4.1. Deep Learning Architecture

As a variation of RNN architecture, LSTM [25] network is renowned for its capability to learn long-term dependencies in time-series data by the selective forget-and-update procedure. The gated architecture operates the memory states that model the temporal dependencies. Through a sigmoid layer called forget gate, the LSTM cell decides how much information should be saved based on the time dependency of the previous data. Then, the input gate layer creates new candidate values from the input and updates the old cell state to a new one. These LSTM recurrent layers automatically learn feature representations and model the temporal dynamics between cell activation.
Our deep learning framework accepts time-series of sensor data as an input vector and convert them to a probability vector at the output for activity classification. A single data vector is assigned per time step, where a pre-defined number of time steps compose a unit (e.g., 2.5 s) of the time series as shown in Figure 4. The input vector consists of 3-axis accelerometer values sampled from four sensors for each cell, where we apply gyroscope and magnetometer readings for sensor fusion.
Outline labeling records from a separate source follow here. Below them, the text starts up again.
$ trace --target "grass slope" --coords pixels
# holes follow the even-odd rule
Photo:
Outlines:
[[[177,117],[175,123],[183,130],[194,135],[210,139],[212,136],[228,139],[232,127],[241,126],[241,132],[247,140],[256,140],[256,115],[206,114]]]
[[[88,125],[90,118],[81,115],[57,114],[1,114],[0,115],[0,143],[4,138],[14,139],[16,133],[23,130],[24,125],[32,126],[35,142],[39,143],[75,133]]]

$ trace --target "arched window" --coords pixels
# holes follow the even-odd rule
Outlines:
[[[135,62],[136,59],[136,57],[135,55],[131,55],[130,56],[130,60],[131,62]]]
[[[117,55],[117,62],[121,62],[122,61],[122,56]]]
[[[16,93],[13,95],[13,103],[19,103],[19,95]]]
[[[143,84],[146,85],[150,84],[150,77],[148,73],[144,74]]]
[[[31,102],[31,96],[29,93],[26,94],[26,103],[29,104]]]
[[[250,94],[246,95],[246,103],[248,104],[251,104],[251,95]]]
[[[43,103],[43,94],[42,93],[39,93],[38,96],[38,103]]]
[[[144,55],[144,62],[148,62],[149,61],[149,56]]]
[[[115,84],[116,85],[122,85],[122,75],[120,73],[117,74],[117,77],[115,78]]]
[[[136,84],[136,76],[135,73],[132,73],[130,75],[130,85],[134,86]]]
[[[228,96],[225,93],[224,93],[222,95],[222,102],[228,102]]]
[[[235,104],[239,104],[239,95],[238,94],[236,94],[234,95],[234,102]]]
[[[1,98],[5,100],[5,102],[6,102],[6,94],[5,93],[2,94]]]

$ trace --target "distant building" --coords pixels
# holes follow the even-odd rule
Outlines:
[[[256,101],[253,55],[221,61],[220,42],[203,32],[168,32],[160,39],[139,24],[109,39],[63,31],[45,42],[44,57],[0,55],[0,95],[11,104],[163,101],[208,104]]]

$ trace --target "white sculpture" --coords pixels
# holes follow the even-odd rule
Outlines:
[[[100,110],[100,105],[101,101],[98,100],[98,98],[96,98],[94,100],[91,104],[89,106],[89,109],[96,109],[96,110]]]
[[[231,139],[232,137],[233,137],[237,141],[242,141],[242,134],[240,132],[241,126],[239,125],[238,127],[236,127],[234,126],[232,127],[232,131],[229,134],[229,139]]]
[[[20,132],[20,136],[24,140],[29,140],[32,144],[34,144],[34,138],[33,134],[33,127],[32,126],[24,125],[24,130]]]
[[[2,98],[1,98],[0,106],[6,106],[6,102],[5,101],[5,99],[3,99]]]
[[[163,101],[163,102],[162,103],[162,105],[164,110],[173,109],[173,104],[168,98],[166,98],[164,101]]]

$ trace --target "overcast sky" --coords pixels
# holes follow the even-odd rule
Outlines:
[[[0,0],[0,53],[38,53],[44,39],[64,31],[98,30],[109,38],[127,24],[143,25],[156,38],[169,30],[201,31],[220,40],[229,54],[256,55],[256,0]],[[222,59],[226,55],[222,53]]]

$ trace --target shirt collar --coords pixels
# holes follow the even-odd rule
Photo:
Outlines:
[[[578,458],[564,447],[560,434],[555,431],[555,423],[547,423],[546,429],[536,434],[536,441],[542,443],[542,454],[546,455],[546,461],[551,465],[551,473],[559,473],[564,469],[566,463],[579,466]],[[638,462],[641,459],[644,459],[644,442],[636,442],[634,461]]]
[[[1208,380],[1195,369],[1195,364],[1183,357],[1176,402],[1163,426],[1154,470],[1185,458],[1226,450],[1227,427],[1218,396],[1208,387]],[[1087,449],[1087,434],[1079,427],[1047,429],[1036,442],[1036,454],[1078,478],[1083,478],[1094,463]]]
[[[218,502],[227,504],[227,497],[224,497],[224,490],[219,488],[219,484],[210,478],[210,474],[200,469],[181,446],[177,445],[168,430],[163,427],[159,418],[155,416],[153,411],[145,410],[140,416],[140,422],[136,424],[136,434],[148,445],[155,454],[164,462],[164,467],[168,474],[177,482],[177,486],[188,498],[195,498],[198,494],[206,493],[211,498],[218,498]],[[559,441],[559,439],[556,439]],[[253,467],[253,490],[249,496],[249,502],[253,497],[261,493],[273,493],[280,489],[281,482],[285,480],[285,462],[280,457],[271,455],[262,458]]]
We implemented a LSTM network using Google’s TensorFlow framework by manually tuning the following parameters: batch size = 150, number of stacked LSTM layer = 1, hidden neuron size = 32, number of steps = 25, keep probability = 0.8.

4.2. Sensor Fusion

In addition to the accelerometer data, we also consider values collected from gyroscope and magnetometer sensors for multimodal sensor fusion to ensure the activity recognition performance. Leveraging the LSTM network as a base learner, we employ classifier-level fusion to combine results from multimodal data as shown in Figure 5. For each sensor modality including accelerometer, gyroscope, and magnetometer, prediction results from LSTM network indicating the classification probabilities of each activity class are accepted as meta-features. As a meta-learner, we first adopt stacking ensemble with 10-fold cross-validation, which trains the aggregator model on the stacked class-probabilities. We also apply simple soft-voting ensemble based on the weighted average of class-probabilities, where the weights are determined according to the prediction accuracy of the base-learner. Finally, the ensemble model makes combined predictions for the new multimodal input data.

5. Evaluation

In this section, we first evaluate the activity recognition performance with different configuration parameters applied using the accelerometer data. We empirically investigate the optimal sampling rate of body-worn IMU sensors and their position on the body. Then, we perform evaluation on the sensor fusion technique with multimodal sensor data.
In the classification problem, class imbalance is common because most datasets do not contain exactly equal number of instances in each class, and this phenomenon also applies to human activities during daily lives. F1-score is a commonly used measure in the class imbalanced settings [41]. In the multi-class classification domain, however, micro-averaging F1-score is equivalent to accuracy which measures a ratio of correctly predicted observation to the total instances. Micro-F1 reflects the unbalanced distributions of samples across classes, placing more weights on the dominant classes. On the other hand, macro-averaging F1-score is a harmonic mean of precision and recall measures, and takes both false positives and false negatives into account based on a per-class average [42].
We basically apply 10-fold cross-validation on the data to generalize the result to an independent dataset. By randomly partitioning the dataset into 10 equal-sized subsamples, it leaves a single subsample (i.e., 10% of total activity data) out as test data, while the remaining nine subsamples (i.e., 90% of data) are used as training data. In this way, the system is tested with unseen dataset. We also perform leave-one-subject-out (LOSO) cross-validation for reference by leveraging data augmentation [43,44,45,46], which is widely adopted in the deep learning research that requires large dataset for model training. We apply the jittering method to simulate additive sensor noise using random parameters as described in [47] for label-preserving augmentation. In this way, we handle limited data availability and secure a large amount of training data to increase robustness of our deep learning model. The mean performance of the cross-validation results is used in the remainder of this paper.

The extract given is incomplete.